# Expected vs. Observed Peaks

## Running the Experiment

First, set up the sequencing data. To do so, enter `seq_data/`. Run the following to download and unzip `seqdata.tar.gz`:

```
wget https://data.cyverse.org/dav-anon/iplant/home/vhaghani26/Rocketchip_Data/seqdata.tar.gz
tar -xvzf seqdata.tar.gz
mv seqdata/* .
rm -rf seqdata/
```

Go back to the `exp_vs_obs/` directory and open `exp_vs_obs.py` in a text editor of your choice. In the "Import Modules" section, go to the "User-specific variables" section and change the working directory and authors variable to your working directory (do not put a `/` at the end of the directory name) and name. Save and close the file.
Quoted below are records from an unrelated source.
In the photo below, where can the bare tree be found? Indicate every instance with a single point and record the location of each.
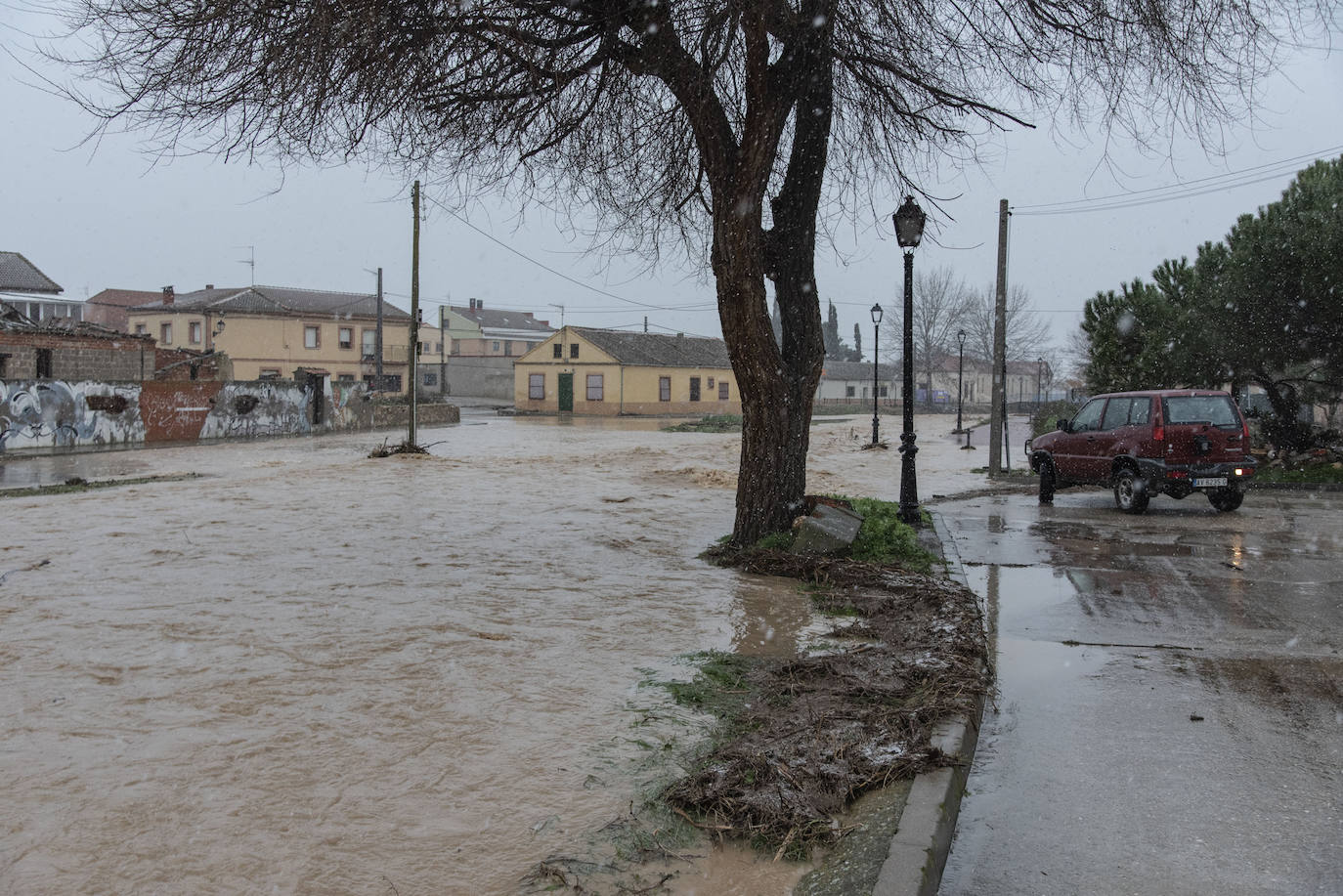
(940, 301)
(717, 125)
(1027, 332)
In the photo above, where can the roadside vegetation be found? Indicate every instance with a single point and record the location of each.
(708, 423)
(797, 739)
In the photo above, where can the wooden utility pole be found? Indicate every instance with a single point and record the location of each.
(413, 348)
(998, 412)
(377, 333)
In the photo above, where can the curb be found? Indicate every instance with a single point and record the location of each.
(919, 849)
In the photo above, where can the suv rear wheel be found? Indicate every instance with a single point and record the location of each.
(1225, 500)
(1130, 491)
(1048, 481)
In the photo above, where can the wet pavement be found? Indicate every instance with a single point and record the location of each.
(1170, 716)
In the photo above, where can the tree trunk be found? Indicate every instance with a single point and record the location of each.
(776, 410)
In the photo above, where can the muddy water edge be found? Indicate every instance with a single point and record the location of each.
(311, 672)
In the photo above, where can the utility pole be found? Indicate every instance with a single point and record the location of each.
(413, 348)
(442, 351)
(377, 333)
(998, 408)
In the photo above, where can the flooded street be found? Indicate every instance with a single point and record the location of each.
(311, 672)
(1169, 716)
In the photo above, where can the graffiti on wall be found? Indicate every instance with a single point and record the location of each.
(252, 410)
(54, 414)
(60, 414)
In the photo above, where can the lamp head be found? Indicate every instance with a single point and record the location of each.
(909, 222)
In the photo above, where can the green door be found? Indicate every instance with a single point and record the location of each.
(566, 393)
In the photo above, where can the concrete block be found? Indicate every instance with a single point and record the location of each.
(829, 530)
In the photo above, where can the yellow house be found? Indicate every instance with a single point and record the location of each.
(273, 330)
(607, 372)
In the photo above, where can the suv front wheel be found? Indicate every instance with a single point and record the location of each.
(1130, 491)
Now, run the script. This will trigger the creation of all project files, creation of all snakefiles, execute the snakefiles to conduct the analysis, carry out statistics, and visualize the results, except for the heatmaps used in the paper, which are generated by [generate_heatmap.ipynb](https://github.com/vhaghani26/rocketchip_tests/blob/main/exp_vs_obs/generate_heatmap.ipynb). Please note this will take a long time due to the amount of tests. If you would like to run it, simply run the following after you have made the appropriate changes:

```
python3 exp_vs_obs.py
```

## Generating the Sequence Data

The sequence was generated by `seq_data/datasynth`, a program written by Alan Zhang and Ian Korf to model ChIP-seq data. A CSV file, `seq_data/to_generate.csv`, was made that contained the parameters for each generated set of data. `seq_data/generate.py` reads in `seq_data/to_generate.csv` and generates the ChIP-seq data using the specified parameters using `seq_data/datasynth`. This creates a log, `seq_data/log` that documents each command used in datasynth. The data was generated by running the following:

```
python3 generate.py ./datasynth 2> log
```

Then, it was organized using:

```
mkdir paired_broad paired_narrow single_broad single_narrow

for dir in paired_broad_*; do
    new_name="test_$(echo "$dir" | sed 's/paired_broad_//')"
    mv "$dir" "paired_broad/$new_name"
done

for dir in paired_narrow_*; do
    new_name="test_$(echo "$dir" | sed 's/paired_narrow_//')"
    mv "$dir" "paired_narrow/$new_name"
done

for dir in single_broad_*; do
    new_name="test_$(echo "$dir" | sed 's/single_broad_//')"
    mv "$dir" "single_broad/$new_name"
done

for dir in single_narrow_*; do
    new_name="test_$(echo "$dir" | sed 's/single_narrow_//')"
    mv "$dir" "single_narrow/$new_name"
done
```

Upon generation and completion, we packaged it into `seqdata.tar.gz` for distrubution and storage purposes.